Perhaps it's too obvious, but if you're not using them, you wouldn't see any real life productivity gains, would you?


They have easily improved my coding productivity by 40%


What programming language are you using and in which ways are LLMs helping you? How do you deal with subtle mistakes?


Python, not that it really matters.

We had to develop something internally regarding genlock and a ring buffer that Python wasn't going to work, so an engineer at our company picked up C++. Mind you, he's never written a line of C++ in his life and has close to no experience with C-style languages at all.

Within 2 days he had completed the prototype to synchronize multiple latency sensitive gear with leading/falling edge methods in C++. (On top of his other work.)

3 days prior to it he'd written no C++.

When asked how he did it, he said: "Claude is the best translator out there."

As for subtle mistakes, you still need to know how to code. Compilers make plenty of subtle inaccuracies and we still use them for most applications, don't we?


That's interesting! I wouldn't feel comfortable using a non memory safe programming language without any experience in it though. Claude could introduce memory handling bugs and I might not be able to spot them.

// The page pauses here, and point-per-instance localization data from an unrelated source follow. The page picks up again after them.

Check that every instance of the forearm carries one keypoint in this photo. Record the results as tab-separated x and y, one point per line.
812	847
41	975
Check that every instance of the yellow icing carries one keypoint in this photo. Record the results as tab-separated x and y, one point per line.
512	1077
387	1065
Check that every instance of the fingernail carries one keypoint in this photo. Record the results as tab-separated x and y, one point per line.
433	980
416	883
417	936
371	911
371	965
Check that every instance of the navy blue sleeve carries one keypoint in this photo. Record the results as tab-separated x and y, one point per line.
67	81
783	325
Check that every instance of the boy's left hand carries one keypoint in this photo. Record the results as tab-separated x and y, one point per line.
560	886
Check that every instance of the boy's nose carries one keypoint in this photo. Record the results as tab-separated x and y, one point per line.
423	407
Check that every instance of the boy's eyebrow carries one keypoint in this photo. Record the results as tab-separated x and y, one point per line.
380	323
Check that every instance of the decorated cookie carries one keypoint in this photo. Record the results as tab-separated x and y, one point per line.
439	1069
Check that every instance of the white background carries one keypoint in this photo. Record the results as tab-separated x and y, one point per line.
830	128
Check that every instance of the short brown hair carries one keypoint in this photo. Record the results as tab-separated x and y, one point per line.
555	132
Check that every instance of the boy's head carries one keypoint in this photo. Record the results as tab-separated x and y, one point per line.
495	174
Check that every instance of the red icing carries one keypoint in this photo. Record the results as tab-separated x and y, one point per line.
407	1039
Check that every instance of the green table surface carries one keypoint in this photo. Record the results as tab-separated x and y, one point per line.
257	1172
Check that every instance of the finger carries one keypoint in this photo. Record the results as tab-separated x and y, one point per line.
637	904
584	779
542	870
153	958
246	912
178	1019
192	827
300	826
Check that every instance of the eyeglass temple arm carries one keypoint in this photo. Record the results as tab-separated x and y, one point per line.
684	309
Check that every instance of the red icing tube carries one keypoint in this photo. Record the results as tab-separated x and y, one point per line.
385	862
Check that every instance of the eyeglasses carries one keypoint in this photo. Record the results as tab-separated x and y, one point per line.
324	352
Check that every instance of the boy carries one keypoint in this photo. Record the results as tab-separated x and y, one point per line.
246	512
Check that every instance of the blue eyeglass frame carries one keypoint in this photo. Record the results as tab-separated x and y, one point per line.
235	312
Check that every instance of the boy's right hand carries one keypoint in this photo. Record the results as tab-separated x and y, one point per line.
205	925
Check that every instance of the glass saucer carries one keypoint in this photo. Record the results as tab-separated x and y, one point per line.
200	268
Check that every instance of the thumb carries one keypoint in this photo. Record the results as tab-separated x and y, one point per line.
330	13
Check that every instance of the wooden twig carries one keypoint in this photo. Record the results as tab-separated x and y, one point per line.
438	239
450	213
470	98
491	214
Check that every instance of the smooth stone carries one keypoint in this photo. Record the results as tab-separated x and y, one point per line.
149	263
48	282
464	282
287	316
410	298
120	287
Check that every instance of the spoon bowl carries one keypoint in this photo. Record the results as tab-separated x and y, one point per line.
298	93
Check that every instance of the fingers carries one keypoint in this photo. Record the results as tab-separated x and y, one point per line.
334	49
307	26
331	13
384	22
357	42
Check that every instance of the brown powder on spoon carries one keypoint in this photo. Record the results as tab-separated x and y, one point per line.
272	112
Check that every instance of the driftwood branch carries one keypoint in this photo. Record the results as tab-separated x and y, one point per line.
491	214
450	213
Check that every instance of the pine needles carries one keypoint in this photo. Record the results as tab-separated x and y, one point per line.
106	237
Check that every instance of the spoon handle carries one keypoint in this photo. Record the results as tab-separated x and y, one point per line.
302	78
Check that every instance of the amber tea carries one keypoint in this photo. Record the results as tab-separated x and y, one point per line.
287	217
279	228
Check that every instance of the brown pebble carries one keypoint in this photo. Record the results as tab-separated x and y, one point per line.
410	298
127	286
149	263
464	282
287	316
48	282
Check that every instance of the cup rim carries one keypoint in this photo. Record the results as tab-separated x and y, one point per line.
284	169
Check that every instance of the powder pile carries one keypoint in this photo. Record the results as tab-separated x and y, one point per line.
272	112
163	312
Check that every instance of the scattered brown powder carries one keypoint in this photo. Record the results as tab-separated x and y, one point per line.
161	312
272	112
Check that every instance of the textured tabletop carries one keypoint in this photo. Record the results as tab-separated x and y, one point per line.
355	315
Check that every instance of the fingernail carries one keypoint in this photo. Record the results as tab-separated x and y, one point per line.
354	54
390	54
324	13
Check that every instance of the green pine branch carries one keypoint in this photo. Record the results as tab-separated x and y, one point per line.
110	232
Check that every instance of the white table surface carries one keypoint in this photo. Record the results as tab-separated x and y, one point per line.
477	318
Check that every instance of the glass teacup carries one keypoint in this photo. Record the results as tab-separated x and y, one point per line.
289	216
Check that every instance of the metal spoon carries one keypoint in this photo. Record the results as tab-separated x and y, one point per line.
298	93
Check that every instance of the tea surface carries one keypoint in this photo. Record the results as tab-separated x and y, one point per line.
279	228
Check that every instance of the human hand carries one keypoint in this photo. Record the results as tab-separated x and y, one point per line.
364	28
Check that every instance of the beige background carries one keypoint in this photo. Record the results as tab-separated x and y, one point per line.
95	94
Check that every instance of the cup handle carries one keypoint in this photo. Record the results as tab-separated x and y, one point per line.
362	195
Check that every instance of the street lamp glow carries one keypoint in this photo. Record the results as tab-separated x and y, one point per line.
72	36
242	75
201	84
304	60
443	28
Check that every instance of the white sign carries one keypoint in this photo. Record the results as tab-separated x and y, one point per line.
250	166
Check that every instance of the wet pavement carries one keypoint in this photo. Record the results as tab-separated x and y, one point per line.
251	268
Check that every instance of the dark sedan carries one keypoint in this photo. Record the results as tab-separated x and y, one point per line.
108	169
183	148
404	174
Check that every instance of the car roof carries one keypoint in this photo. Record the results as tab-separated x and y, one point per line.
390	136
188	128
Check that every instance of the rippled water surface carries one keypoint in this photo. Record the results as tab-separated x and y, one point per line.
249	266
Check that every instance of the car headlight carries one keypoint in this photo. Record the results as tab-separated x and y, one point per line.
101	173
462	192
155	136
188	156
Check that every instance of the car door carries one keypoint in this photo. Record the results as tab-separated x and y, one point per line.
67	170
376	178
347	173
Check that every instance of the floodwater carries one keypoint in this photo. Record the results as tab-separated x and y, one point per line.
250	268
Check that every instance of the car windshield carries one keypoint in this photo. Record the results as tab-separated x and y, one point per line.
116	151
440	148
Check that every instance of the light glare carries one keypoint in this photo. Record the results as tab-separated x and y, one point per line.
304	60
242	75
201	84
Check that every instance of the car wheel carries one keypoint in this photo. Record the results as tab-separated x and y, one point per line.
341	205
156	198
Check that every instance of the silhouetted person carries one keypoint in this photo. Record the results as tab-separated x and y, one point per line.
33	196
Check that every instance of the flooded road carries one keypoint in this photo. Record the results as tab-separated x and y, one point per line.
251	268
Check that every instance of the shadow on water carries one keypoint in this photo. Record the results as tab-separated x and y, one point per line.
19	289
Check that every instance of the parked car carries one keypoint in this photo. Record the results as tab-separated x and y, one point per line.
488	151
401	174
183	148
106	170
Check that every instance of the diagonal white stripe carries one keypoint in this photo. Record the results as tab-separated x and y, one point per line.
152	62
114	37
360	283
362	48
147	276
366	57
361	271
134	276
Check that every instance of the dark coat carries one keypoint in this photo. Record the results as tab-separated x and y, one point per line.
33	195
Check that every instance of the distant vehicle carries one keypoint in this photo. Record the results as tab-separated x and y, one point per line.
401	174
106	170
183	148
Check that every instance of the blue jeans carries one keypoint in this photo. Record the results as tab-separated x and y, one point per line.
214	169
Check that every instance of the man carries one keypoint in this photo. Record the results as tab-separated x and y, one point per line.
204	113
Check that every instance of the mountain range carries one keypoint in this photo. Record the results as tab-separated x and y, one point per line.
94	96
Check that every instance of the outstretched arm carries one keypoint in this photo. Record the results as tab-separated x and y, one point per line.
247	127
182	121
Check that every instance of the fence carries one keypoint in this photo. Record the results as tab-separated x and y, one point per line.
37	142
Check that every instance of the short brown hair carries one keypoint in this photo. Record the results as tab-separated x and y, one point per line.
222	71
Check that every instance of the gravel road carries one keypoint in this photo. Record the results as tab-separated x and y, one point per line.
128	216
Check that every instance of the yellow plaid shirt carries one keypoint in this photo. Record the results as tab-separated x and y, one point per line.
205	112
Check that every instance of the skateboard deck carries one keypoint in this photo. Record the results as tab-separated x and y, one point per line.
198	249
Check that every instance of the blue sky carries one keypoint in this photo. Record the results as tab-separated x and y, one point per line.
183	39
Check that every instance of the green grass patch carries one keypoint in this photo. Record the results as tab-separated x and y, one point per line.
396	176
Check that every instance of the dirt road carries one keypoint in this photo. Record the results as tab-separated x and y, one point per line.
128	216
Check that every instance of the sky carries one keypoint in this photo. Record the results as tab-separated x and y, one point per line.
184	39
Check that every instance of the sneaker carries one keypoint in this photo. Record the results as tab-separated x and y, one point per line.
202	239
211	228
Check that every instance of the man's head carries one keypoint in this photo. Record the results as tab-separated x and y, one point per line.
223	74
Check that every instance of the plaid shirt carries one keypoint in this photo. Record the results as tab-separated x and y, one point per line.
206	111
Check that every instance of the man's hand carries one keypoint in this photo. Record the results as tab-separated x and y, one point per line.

My personal experience has been that the “smarter autocomplete” in the IDE is the bulk of the value add for me. It handles a lot of the really rote stuff - “create a struct that matches this data structure”, “add an accessor for this property”, “make another unit test with a slight variation on this” and saves me an enormous amount of time typing.

I’ve had basically no luck getting code from the chat-style interfaces, though. The bugs often aren’t even subtle, and it’ll either argue with me that there’s not a bug or apologize and produce exactly the same code again.


> saves me an enormous amount of time typing

But typing is like less than 1% of the time spent programming, it doesn't take many seconds to type the things you mentioned and it takes significantly longer to figure out you want to make them.


In the moment, having to type anything more than half a line is still a distraction, as you can still make typos, or start watching as the starts to highlight issues as you type (which may or may not be real issues). Reducing distractions in the moment still can help keep flow going for some people.